Noroboto: When Your Font Lies to Your AI

What if the text you see in a document isn't what the computer reads? That's the premise of Noroboto, a new attack that exploits embedded fonts to swap visible glyphs with different Unicode characters. The result: humans see one thing, but AI agents that extract text see something else—potentially altering legal terms, jurisdictions, or contract clauses.

The attack, developed by the LegalQuants red team, targets the gap between what's rendered on screen and what's stored in Unicode. It's a fresh twist on an old problem: the complexity of document specifications (Word, PDF) and the imperfect implementations of those specs in modern tech stacks.

How Noroboto Works

The core mechanism is simple: create a TrueType font where the character map (cmap) maps visible glyphs to Private Use Area (PUA) Unicode code points. When rendered, the font provides a glyph for those PUAs, so the user sees the intended text. But when the document is copy-pasted or processed by an AI agent that reads Unicode values directly, it gets garbage.

In the full obfuscation variant, every character is replaced with a PUA code point. The researchers built a proof-of-concept with Python and ChatGPT 5.4 in a few hours. Initial 1-to-1 mappings were broken by ChatGPT 5.5 using cryptoanalysis and by exploiting a leaked 'name' field in the glyph definitions. They upgraded to a polyalphabetic cipher with 4-to-1 mappings and random assignment, plus glyph perturbations to prevent outline matching.

Even then, frontier models with inference-time computing ("thinking" mode) cracked it by rendering the document and running OCR. The key insight: total obfuscation provides enough signal to trigger alternative approaches.

More Effective: Partial Obfuscation and Replacement

The real danger lies in partial obfuscation and replacement. In partial obfuscation, only a few key terms are hidden—like an NDA clause extending confidentiality to "successors and assigns." AI agents often take the easy path: if most text looks valid, they skip expensive OCR. Some inexpensive platforms returned incorrect results for DOCX files.

Replacement is even more insidious. Instead of PUA code points, the font maps glyphs to different valid Unicode characters. In their example, the visible word "Maryland" maps to the Unicode representation of "Delaware." Every platform tested was fooled by DOCX files, and most even trusted PDFs. The researchers attribute this to agent "laziness": preferring cheap Unicode string extraction over rendering and OCR, especially for long documents.

Mitigation in Rust: Trust, but Verify

To counter this, the Tritium team (the author's company) implemented a mitigation in Rust. The approach: render all ASCII glyphs from the embedded font to an image atlas, run OCR on that atlas, and compare the OCR result to the expected ASCII string using Levenshtein distance.

fn character_accuracy(expected: &str, actual: &str) -> f64 {
    let expected = normalize(expected);
    let actual = normalize(actual);
    let distance = strsim::levenshtein(&expected, &actual);
    let expected_len = expected.chars().count().max(1);
    1.0_f64 - (distance as f64 / expected_len as f64)
}

The code iterates over a set of test characters (OCR_ASCII_VALIDATION_CHARACTERS), renders each glyph using the swash crate, and builds a font atlas. It then passes the atlas to a platform-specific OCR engine (macOS/Windows native in 2026). If accuracy is less than 1.0, the font is flagged as deceptive.

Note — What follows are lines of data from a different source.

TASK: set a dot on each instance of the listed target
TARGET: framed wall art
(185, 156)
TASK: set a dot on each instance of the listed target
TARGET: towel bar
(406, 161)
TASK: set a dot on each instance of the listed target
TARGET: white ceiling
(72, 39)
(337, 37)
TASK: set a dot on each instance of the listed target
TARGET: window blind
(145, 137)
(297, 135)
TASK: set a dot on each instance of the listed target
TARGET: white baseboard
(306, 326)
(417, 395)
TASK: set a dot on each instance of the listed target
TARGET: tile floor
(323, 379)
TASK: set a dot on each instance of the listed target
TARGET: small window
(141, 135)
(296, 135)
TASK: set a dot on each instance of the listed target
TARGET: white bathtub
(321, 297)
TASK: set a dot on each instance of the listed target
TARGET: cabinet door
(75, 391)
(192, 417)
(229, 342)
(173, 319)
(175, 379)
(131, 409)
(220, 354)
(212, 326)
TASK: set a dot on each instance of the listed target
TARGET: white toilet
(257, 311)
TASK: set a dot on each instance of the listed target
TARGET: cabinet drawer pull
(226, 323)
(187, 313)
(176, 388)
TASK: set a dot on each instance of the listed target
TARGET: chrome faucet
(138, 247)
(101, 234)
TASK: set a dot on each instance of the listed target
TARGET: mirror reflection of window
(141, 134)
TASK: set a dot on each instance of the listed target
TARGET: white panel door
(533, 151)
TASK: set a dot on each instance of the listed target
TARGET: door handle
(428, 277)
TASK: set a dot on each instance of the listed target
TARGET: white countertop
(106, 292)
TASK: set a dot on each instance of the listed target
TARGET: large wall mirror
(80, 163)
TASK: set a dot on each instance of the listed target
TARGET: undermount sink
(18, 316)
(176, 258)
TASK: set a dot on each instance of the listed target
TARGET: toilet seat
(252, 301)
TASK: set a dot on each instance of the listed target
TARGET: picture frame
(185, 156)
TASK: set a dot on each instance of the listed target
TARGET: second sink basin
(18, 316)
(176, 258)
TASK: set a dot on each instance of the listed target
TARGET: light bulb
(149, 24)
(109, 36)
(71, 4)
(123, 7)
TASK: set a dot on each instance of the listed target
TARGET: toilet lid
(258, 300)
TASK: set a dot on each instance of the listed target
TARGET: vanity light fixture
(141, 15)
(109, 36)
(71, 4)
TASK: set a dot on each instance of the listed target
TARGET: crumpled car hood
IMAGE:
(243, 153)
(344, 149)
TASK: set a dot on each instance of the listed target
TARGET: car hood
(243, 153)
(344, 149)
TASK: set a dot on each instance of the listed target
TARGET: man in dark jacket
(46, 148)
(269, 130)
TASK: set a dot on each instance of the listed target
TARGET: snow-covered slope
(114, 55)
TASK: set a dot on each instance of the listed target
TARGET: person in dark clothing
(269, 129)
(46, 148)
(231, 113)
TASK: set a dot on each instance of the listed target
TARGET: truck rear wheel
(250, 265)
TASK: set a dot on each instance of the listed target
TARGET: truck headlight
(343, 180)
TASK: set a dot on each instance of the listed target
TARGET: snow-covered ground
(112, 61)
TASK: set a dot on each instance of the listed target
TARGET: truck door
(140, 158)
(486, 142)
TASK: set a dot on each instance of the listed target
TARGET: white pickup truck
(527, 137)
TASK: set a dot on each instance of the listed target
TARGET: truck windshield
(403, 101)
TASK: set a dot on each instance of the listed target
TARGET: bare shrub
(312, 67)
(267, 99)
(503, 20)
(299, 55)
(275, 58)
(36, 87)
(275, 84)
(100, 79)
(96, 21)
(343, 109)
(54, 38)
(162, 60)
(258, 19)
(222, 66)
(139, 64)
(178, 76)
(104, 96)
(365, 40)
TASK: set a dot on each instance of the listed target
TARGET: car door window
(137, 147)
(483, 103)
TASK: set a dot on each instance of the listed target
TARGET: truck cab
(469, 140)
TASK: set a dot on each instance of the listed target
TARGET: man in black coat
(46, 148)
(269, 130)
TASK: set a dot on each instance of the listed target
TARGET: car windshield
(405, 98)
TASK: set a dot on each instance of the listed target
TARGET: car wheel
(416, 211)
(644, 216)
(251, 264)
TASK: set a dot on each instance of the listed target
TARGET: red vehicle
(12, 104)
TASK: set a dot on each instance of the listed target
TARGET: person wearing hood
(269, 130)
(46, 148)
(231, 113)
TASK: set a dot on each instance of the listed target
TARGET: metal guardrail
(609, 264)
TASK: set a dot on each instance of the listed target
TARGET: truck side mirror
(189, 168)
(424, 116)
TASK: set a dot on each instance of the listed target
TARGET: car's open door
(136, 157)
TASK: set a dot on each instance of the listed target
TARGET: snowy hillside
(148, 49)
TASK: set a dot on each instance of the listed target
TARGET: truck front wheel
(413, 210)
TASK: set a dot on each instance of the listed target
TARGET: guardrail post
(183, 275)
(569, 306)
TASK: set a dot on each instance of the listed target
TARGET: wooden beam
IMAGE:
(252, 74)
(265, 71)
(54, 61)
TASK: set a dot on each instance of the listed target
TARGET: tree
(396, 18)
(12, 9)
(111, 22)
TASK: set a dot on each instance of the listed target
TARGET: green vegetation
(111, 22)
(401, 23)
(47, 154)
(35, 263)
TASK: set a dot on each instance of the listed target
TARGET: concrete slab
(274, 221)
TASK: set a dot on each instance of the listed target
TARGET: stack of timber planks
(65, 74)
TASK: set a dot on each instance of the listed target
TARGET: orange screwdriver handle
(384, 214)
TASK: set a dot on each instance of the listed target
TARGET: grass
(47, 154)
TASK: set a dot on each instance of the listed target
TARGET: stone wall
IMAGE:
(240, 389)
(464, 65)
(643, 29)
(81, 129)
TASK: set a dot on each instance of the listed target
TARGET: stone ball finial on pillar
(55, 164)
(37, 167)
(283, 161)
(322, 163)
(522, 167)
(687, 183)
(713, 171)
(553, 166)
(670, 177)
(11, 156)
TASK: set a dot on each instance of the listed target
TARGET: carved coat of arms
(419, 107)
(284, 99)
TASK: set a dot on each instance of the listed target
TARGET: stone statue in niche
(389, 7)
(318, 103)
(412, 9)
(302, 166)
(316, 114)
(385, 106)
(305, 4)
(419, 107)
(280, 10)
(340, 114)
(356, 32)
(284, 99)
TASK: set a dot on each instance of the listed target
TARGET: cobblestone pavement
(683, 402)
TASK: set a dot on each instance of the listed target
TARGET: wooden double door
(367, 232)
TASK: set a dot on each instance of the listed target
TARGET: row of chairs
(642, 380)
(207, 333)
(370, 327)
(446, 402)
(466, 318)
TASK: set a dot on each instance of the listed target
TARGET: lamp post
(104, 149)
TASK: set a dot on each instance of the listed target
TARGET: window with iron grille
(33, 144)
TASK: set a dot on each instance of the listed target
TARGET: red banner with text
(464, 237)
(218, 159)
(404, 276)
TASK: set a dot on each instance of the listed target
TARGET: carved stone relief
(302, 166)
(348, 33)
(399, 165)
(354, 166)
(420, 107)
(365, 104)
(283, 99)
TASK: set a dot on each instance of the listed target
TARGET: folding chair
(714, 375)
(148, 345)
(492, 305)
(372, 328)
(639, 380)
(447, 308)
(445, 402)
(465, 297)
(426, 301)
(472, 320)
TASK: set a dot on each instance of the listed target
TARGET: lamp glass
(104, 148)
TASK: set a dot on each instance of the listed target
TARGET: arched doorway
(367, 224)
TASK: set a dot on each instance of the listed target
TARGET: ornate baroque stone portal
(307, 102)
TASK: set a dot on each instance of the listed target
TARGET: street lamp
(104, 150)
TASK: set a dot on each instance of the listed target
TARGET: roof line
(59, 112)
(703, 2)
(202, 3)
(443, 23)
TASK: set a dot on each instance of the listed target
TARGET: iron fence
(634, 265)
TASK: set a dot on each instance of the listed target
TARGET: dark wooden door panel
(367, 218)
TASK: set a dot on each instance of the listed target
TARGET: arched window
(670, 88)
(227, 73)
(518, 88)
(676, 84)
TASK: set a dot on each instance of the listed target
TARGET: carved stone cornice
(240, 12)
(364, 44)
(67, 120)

The proof of concept focuses on ASCII alphanumeric characters. A production implementation would need to handle full Unicode and use a shaping library like HarfBuzz for complex scripts. The code is intentionally simple: it renders glyphs individually and concatenates them with padding, rather than using a proper layout engine.

Why This Matters

Document processing pipelines in legal tech—and increasingly in AI-powered contract review—rely on text extraction that can be fooled by malicious fonts. The Noroboto attack shows that even state-of-the-art AI agents are vulnerable when they take shortcuts. The Rust mitigation offers a practical, open-source starting point for defense: check font integrity before trusting extracted text.

For developers building document processing tools, the takeaway is clear: don't trust the Unicode string without verifying it against the rendered output. OCR is expensive but necessary when the font itself might be lying.

Next Steps

  • Review your document extraction pipeline for embedded font handling.
  • Implement glyph accuracy checks before relying on extracted text.
  • Consider using a font sanitization step that validates cmap mappings against rendered glyphs.
  • Monitor the LegalQuants repository for updates on the attack and mitigation tools.